La littérature d'idées appartient en effet pleinement à la création littéraire; elle en est même le plus beau fleuron. [PAGE 113] Ce qui est littéraire, ce n'est pas ce qui se présente soi-même comme étant littéraire, c'est ce qui fait lire et s'impose comme texte, forme et fond, son évidence. On aurait aimé, mais comment une pareille audace eût-elle été jugée dans les milieux de la critique « littéraire » africaniste ? trouver dans ce Dictionnaire la mention des textes, discours et lettres de Lumumba. J'entends déjà se gausser les malins qui savent, eux, ce que c'est que la littérature et qui disent qu'il ne faut pas la mélanger avec ce qu'ils disent n'être que de la politique. Jugeons-en : voici trois textes, tous les trois politiques. Lequel des trois pensez-vous susceptible d'être retenu par la postérité comme littéraire, c'est-à-dire digne d'être lu et relu ?

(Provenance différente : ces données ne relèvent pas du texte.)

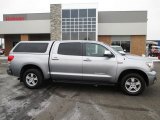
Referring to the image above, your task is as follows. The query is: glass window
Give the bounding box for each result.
[13,43,48,53]
[88,9,96,17]
[62,32,70,40]
[58,42,82,56]
[111,41,130,52]
[79,25,83,28]
[62,22,65,25]
[84,43,109,57]
[61,8,97,41]
[112,41,120,46]
[92,25,96,28]
[88,18,91,21]
[62,10,70,18]
[79,29,82,32]
[66,22,70,25]
[62,19,65,22]
[66,19,70,21]
[92,18,96,21]
[62,29,66,32]
[88,25,91,28]
[121,41,130,52]
[79,9,87,17]
[88,29,91,32]
[84,25,87,28]
[71,32,78,40]
[88,32,96,40]
[71,10,78,18]
[66,29,70,32]
[79,32,87,40]
[71,22,74,25]
[92,29,96,31]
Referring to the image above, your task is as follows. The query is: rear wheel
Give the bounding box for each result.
[22,69,43,89]
[120,73,146,95]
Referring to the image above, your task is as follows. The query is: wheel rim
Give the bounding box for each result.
[26,73,38,87]
[125,77,141,93]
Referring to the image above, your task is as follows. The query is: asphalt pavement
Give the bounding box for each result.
[0,61,160,120]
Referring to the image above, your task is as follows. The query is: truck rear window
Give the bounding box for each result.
[13,43,48,53]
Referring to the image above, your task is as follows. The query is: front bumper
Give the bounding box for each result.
[147,71,157,85]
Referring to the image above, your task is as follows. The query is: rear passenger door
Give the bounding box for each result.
[50,42,83,81]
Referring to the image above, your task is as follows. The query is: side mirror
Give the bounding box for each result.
[104,51,113,57]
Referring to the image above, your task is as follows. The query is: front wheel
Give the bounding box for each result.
[120,73,146,95]
[22,69,43,89]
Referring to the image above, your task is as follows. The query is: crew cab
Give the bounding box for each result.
[7,41,157,95]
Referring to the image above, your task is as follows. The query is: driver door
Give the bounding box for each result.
[82,43,117,83]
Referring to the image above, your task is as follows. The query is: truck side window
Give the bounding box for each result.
[84,43,110,57]
[58,42,82,56]
[13,43,48,53]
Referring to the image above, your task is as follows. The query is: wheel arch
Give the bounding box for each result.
[20,64,44,82]
[118,69,149,86]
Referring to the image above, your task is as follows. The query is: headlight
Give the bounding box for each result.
[146,62,154,69]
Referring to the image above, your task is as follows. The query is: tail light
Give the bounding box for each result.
[8,55,14,62]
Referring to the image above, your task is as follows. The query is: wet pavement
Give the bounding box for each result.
[0,62,160,120]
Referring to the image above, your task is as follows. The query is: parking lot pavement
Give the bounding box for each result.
[0,63,160,120]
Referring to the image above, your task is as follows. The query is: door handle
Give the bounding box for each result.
[52,57,59,60]
[83,58,91,62]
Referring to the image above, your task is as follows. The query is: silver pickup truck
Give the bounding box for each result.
[7,40,156,95]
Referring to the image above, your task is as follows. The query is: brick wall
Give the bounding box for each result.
[4,35,13,56]
[98,35,111,45]
[21,34,29,41]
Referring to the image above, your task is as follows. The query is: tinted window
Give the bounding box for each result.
[62,10,70,18]
[88,9,96,17]
[62,32,70,40]
[13,43,48,53]
[84,43,109,57]
[71,10,78,18]
[79,9,87,17]
[58,43,82,56]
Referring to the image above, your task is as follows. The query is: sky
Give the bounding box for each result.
[0,0,160,40]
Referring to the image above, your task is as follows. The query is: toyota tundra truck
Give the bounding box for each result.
[7,40,157,95]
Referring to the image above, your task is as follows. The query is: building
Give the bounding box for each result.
[0,4,147,56]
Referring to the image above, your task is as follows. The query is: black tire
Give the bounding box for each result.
[22,69,43,89]
[120,73,146,95]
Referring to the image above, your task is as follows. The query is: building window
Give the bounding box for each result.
[62,9,97,40]
[112,41,130,52]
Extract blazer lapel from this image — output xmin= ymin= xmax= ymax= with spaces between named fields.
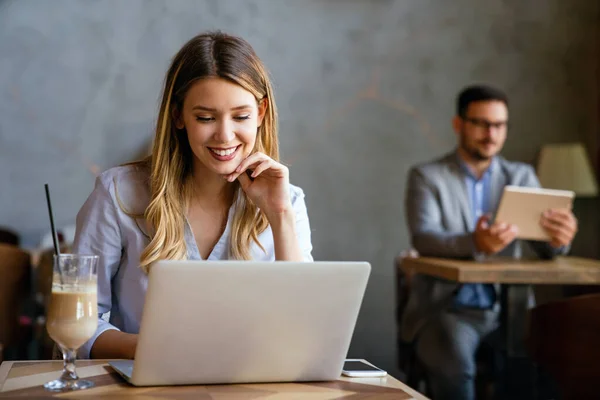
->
xmin=447 ymin=155 xmax=473 ymax=230
xmin=489 ymin=158 xmax=508 ymax=220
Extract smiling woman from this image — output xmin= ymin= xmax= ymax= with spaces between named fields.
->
xmin=175 ymin=78 xmax=267 ymax=177
xmin=71 ymin=31 xmax=313 ymax=361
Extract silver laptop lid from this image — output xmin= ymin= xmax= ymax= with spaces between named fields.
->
xmin=131 ymin=261 xmax=370 ymax=386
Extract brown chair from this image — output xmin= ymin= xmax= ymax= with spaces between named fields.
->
xmin=395 ymin=252 xmax=429 ymax=394
xmin=0 ymin=244 xmax=31 ymax=359
xmin=0 ymin=227 xmax=19 ymax=246
xmin=527 ymin=293 xmax=600 ymax=399
xmin=395 ymin=252 xmax=498 ymax=400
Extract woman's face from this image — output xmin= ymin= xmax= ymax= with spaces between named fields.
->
xmin=176 ymin=77 xmax=267 ymax=176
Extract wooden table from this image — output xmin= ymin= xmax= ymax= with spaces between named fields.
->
xmin=399 ymin=256 xmax=600 ymax=285
xmin=0 ymin=360 xmax=430 ymax=399
xmin=397 ymin=255 xmax=600 ymax=397
xmin=396 ymin=257 xmax=600 ymax=357
xmin=398 ymin=256 xmax=600 ymax=355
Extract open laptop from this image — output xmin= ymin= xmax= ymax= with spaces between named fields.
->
xmin=109 ymin=261 xmax=370 ymax=386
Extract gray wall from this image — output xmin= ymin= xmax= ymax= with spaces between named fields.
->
xmin=1 ymin=0 xmax=598 ymax=375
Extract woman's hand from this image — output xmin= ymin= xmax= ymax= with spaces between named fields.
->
xmin=226 ymin=152 xmax=302 ymax=261
xmin=90 ymin=330 xmax=138 ymax=359
xmin=225 ymin=152 xmax=292 ymax=221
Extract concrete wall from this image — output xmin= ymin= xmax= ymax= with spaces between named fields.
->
xmin=1 ymin=0 xmax=597 ymax=375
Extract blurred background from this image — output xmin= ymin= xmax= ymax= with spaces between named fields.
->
xmin=0 ymin=0 xmax=598 ymax=382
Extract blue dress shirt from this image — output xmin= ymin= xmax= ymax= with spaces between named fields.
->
xmin=454 ymin=158 xmax=497 ymax=309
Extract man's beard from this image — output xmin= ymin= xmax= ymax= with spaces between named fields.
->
xmin=460 ymin=135 xmax=494 ymax=161
xmin=467 ymin=146 xmax=490 ymax=161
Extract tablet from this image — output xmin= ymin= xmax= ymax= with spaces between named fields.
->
xmin=494 ymin=185 xmax=575 ymax=241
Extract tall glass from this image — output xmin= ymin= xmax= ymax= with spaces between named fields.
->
xmin=44 ymin=254 xmax=98 ymax=392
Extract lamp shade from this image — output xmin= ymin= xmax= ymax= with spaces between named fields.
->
xmin=537 ymin=143 xmax=599 ymax=196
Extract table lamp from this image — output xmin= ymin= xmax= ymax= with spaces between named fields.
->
xmin=536 ymin=143 xmax=598 ymax=196
xmin=537 ymin=142 xmax=600 ymax=291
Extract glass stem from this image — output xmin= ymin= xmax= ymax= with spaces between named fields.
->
xmin=60 ymin=348 xmax=79 ymax=382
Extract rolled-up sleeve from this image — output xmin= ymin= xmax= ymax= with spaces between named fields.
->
xmin=73 ymin=174 xmax=123 ymax=358
xmin=291 ymin=187 xmax=313 ymax=261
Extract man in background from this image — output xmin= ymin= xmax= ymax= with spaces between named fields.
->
xmin=401 ymin=85 xmax=577 ymax=400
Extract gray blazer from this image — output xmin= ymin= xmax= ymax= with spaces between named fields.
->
xmin=400 ymin=151 xmax=566 ymax=342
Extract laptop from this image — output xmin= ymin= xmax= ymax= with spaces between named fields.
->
xmin=109 ymin=261 xmax=370 ymax=386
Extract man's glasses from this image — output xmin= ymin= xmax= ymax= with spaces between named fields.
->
xmin=462 ymin=117 xmax=508 ymax=130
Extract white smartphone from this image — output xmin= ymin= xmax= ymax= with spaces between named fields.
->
xmin=341 ymin=359 xmax=387 ymax=377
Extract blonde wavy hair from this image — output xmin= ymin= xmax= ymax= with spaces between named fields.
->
xmin=137 ymin=31 xmax=279 ymax=272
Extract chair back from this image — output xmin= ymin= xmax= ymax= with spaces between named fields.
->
xmin=0 ymin=227 xmax=19 ymax=246
xmin=395 ymin=249 xmax=422 ymax=388
xmin=527 ymin=293 xmax=600 ymax=399
xmin=0 ymin=244 xmax=31 ymax=350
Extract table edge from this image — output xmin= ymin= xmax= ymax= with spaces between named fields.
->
xmin=397 ymin=255 xmax=600 ymax=284
xmin=0 ymin=360 xmax=428 ymax=399
xmin=394 ymin=379 xmax=429 ymax=400
xmin=0 ymin=361 xmax=14 ymax=392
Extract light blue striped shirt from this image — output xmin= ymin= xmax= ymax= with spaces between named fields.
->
xmin=73 ymin=164 xmax=313 ymax=358
xmin=454 ymin=157 xmax=497 ymax=309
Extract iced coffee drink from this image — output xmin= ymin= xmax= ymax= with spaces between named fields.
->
xmin=44 ymin=254 xmax=98 ymax=392
xmin=47 ymin=286 xmax=98 ymax=351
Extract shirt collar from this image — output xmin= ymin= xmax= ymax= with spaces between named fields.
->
xmin=455 ymin=150 xmax=496 ymax=181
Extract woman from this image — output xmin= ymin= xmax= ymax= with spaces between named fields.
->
xmin=74 ymin=31 xmax=313 ymax=360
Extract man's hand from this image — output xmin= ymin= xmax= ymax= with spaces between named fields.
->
xmin=473 ymin=215 xmax=519 ymax=255
xmin=540 ymin=208 xmax=577 ymax=248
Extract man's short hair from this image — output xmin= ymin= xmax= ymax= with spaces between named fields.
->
xmin=457 ymin=85 xmax=508 ymax=117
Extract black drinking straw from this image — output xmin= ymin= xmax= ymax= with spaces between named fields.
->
xmin=45 ymin=184 xmax=61 ymax=257
xmin=45 ymin=184 xmax=63 ymax=286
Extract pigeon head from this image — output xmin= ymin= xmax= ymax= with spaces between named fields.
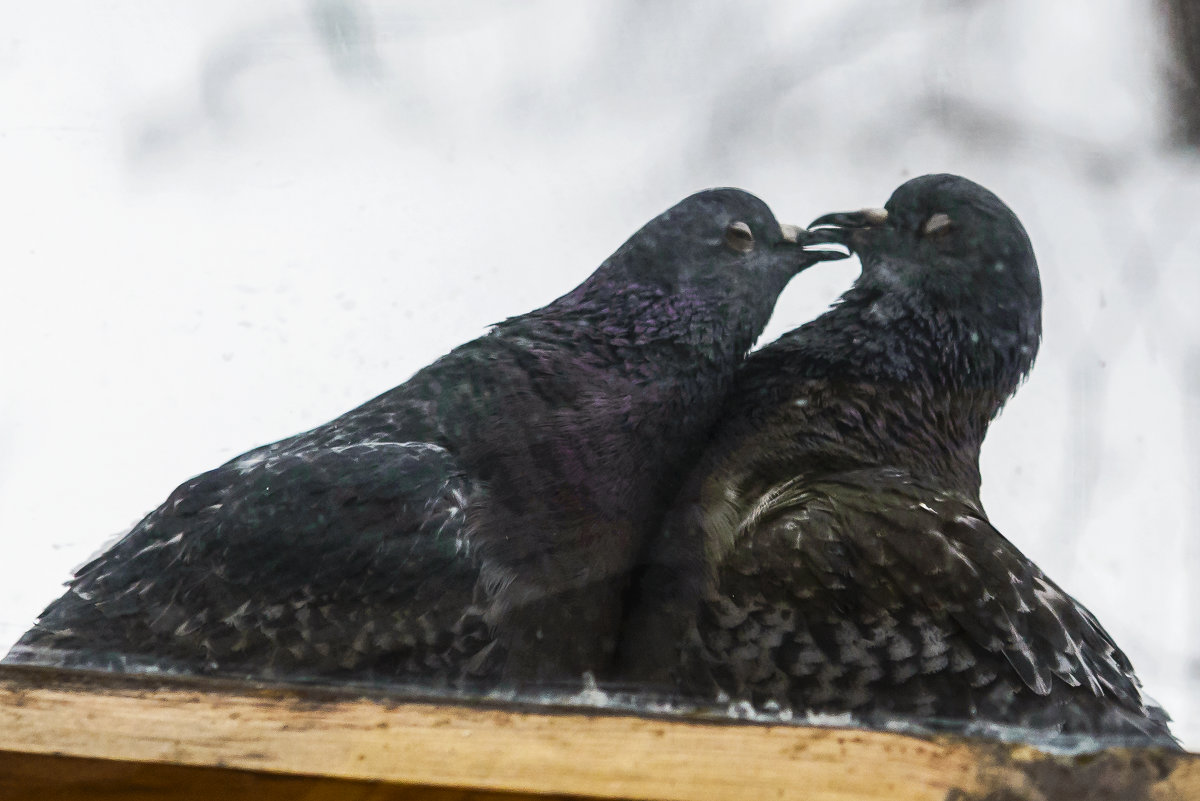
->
xmin=809 ymin=174 xmax=1042 ymax=398
xmin=577 ymin=188 xmax=844 ymax=307
xmin=535 ymin=188 xmax=844 ymax=362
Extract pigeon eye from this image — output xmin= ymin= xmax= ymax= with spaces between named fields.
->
xmin=922 ymin=213 xmax=953 ymax=238
xmin=724 ymin=221 xmax=755 ymax=253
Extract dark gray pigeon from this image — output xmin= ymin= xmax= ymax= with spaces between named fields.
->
xmin=10 ymin=189 xmax=842 ymax=687
xmin=617 ymin=175 xmax=1177 ymax=747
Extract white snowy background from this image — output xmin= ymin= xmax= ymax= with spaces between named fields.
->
xmin=2 ymin=1 xmax=1198 ymax=745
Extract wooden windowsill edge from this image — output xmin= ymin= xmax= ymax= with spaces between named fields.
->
xmin=0 ymin=664 xmax=1194 ymax=801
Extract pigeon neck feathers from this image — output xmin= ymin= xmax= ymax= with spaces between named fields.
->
xmin=510 ymin=279 xmax=780 ymax=372
xmin=728 ymin=176 xmax=1042 ymax=496
xmin=724 ymin=289 xmax=1030 ymax=503
xmin=781 ymin=276 xmax=1035 ymax=405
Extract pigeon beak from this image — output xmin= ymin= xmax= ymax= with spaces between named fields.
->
xmin=806 ymin=208 xmax=889 ymax=253
xmin=808 ymin=207 xmax=890 ymax=231
xmin=773 ymin=221 xmax=853 ymax=264
xmin=776 ymin=221 xmax=851 ymax=262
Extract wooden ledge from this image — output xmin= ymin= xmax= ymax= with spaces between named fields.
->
xmin=0 ymin=664 xmax=1194 ymax=801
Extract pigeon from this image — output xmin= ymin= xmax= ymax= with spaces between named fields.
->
xmin=9 ymin=188 xmax=842 ymax=688
xmin=616 ymin=175 xmax=1177 ymax=747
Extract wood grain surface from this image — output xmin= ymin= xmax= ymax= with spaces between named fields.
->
xmin=0 ymin=665 xmax=1194 ymax=801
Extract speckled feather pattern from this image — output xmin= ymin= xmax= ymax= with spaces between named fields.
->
xmin=617 ymin=175 xmax=1176 ymax=747
xmin=11 ymin=189 xmax=816 ymax=687
xmin=683 ymin=472 xmax=1169 ymax=740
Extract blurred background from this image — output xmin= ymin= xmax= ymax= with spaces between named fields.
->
xmin=2 ymin=0 xmax=1198 ymax=745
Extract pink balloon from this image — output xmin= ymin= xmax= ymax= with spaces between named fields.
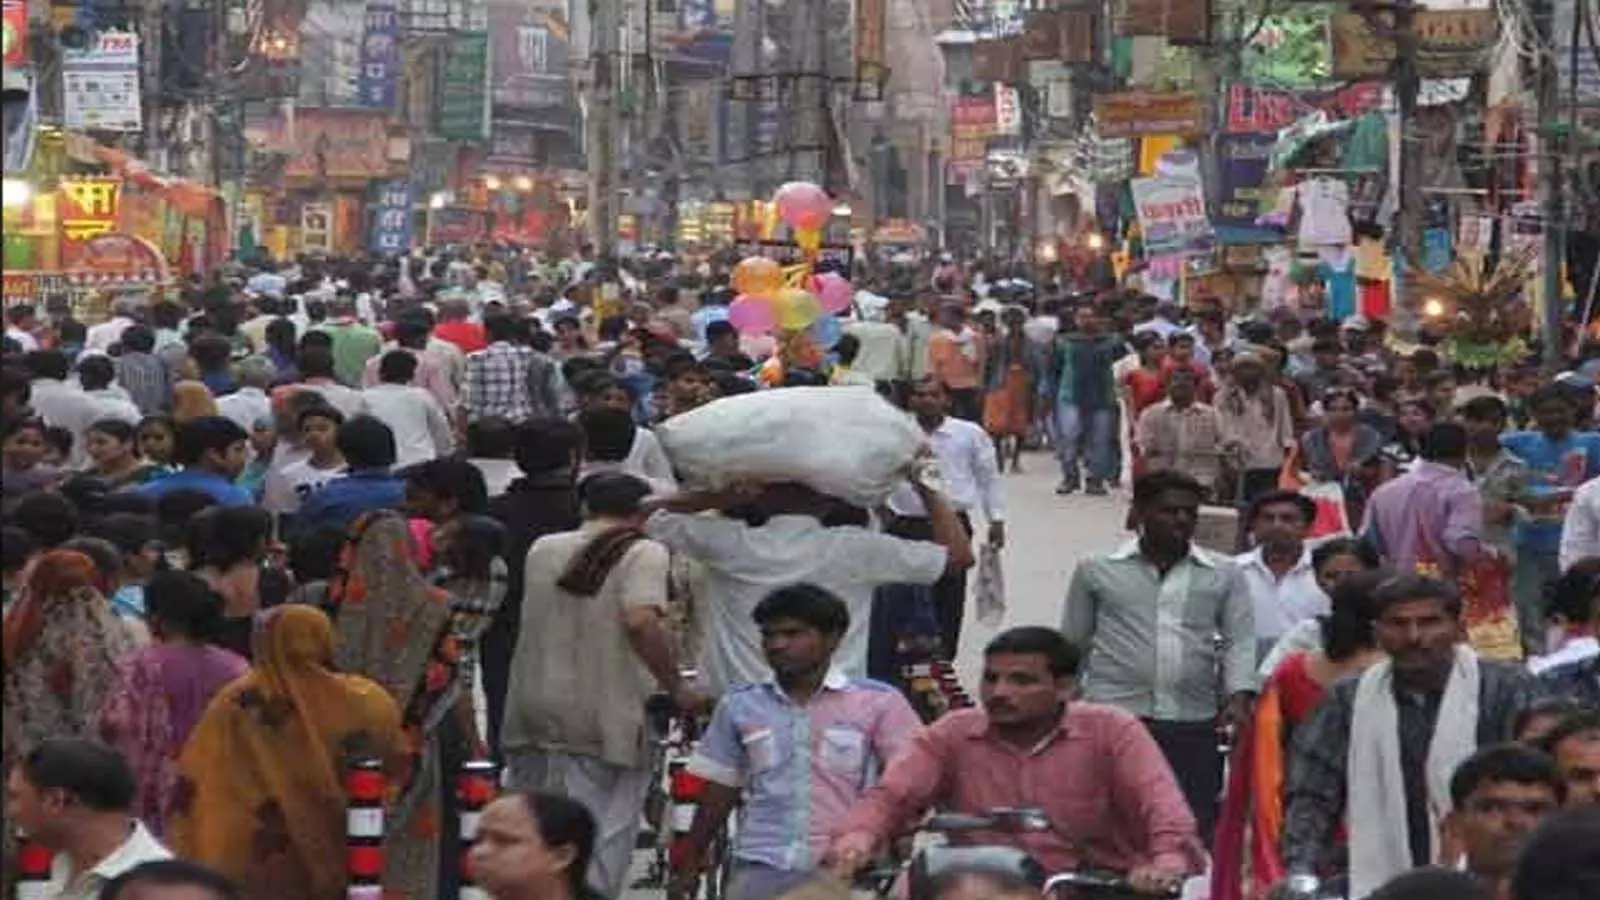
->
xmin=812 ymin=271 xmax=853 ymax=314
xmin=728 ymin=294 xmax=776 ymax=336
xmin=774 ymin=181 xmax=832 ymax=232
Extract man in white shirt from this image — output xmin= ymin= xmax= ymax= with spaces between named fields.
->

« Un pays comme le nôtre a tout intérêt à cultiver les vertus de modestie et de lucidité. Nous vivons une époque inquiétante où, sans crainte de ridicule, les dactylos postulent des postes d'ambassadeur et des aides-infirmiers la direction d'un service de cardiologie »[1].

« L'indépendance est plus qu'un postulat mais l'axiome de notre volonté de libération »[2].

« Notre pauvre peuple dont on a transformé l'indépendance en une cage de fer, d'où l'on nous regarde du dehors, tantôt avec cette compassion bénévole, tantôt avec joie et plaisir »[3].

La littérature est-ce l'expression plate d'une pensée plate, l'expression creuse d'une pensée creuse ou ce quelque chose d'autre, d'indéfinissable, capable d'atteindre le cœur de l'homme et le cœur des choses, et qu'on a appelé le sublime ?

Odile TOBNER


[1] Henri Lopès, Sans tam-tam (c'est Gatsé, héros idéaliste, qui parle).

[2] Bernard Dadié, Iles de tempêtes (l'auteur fait parler Toussaint Louverture).

[3] Patrice Lumumba, Lettres (ultime lettre écrite en prison).